Keyword at the Beginning of the Post
Although they’ve never stated it publicly, it makes sense that Google would value content at the beginning of an article.
The beginning is where you fly over your topics and perhaps do a summary of what you’re going to discuss. Make sure your keyword appears once in the first 150-words of my content, and preferably in the first paragraph.
Use Your Keyword a Handful of Times
No need to keep track of keyword density, but you should obviously use your target keyword a few times in your content. In fact, this is something that tends to happen naturally when writing good stuff.
If you do add an image to your content, don’t ignore the Alt tag. Add your keyword as the Alt tag. Black Belt Tip: Use an LSI keyword in your image’s caption (more on LSI next).
LSI is a nerdy acronym developed by nerdy Google engineers in an effort to confuse nerdy SEO people. All LSI (which stands for Latent Semantic Indexing, by the way), is a synonym.
Google checks your content to see if it contains certain words that are generally found together. For example, if you’re writing a page about French food, you’d probably have words like “Croissant”, “Baguette” and “Frogs Legs” (gross), in your content.
LSI-checking is a quality control measure to make sure your content is relevant and will make sense to human readers. I find that LSI words tend to find themselves in my articles.
But if you need a little inspiration, you can try searching for your target keyword in Google and scroll down to the bottom. You’ll notice an area dubbed “Searches Related to…
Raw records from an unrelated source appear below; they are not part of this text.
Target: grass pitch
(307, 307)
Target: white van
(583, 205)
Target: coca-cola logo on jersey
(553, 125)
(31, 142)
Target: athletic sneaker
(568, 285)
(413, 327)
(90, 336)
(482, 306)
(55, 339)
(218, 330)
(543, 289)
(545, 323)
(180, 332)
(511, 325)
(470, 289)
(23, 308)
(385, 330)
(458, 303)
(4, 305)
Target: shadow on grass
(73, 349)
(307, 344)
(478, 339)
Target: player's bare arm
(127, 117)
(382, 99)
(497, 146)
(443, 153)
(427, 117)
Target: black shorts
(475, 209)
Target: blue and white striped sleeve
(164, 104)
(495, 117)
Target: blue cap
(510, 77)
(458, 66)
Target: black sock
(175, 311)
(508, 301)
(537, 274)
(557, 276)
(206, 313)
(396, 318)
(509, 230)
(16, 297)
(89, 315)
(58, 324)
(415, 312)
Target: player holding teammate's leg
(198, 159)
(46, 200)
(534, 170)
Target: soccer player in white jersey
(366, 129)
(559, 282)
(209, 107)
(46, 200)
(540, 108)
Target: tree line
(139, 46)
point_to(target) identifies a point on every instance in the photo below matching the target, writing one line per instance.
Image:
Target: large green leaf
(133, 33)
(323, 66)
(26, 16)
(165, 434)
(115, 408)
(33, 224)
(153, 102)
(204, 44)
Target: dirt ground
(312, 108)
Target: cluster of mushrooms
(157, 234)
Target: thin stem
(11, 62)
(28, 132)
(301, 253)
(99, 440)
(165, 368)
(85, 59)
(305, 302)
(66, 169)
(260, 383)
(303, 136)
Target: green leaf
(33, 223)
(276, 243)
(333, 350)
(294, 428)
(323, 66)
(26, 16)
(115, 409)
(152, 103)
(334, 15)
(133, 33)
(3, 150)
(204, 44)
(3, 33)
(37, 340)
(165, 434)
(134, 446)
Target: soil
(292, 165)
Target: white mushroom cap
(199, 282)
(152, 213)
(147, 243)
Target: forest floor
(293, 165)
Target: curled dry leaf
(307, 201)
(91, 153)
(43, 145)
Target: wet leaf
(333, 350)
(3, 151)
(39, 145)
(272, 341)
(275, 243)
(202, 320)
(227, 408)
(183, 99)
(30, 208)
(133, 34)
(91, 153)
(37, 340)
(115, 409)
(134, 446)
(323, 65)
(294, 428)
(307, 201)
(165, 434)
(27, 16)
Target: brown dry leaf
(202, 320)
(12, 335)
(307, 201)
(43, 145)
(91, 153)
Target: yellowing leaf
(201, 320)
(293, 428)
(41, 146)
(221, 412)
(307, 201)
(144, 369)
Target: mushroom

Handpick a few of those and sprinkle them in your article to make 100% sure that you’ve got LSI covered.
Is It Awesome
With thousands of pages added to the internet every minute, it’s not enough to write something good: it has to be truly awesome to get noticed. Awesome content makes sure your users stay on the page and send natural links your way.
Unless your site is about trampolines, you don’t want any bouncing to happen on your site. In SEO parlance, a “bounce” means your user visits and quickly leaves your page. Google closely tracks this and considers bounces an indication of whether your content is relevant or useful.
A high bounce rate can hurt your ranking more than many webmasters realize. Quick and dirty ways to decrease your bounce rate include adding a video to the top of your page, writing an awesome headline and first paragraph, and engaging the reader on an emotional level.
That’s really all there is to it. Also, keep in mind that on-page accounts for less than 5% of where a competitive page ends up in Google search. Onpage SEO is important, but in the end, it’s still all about backlinks.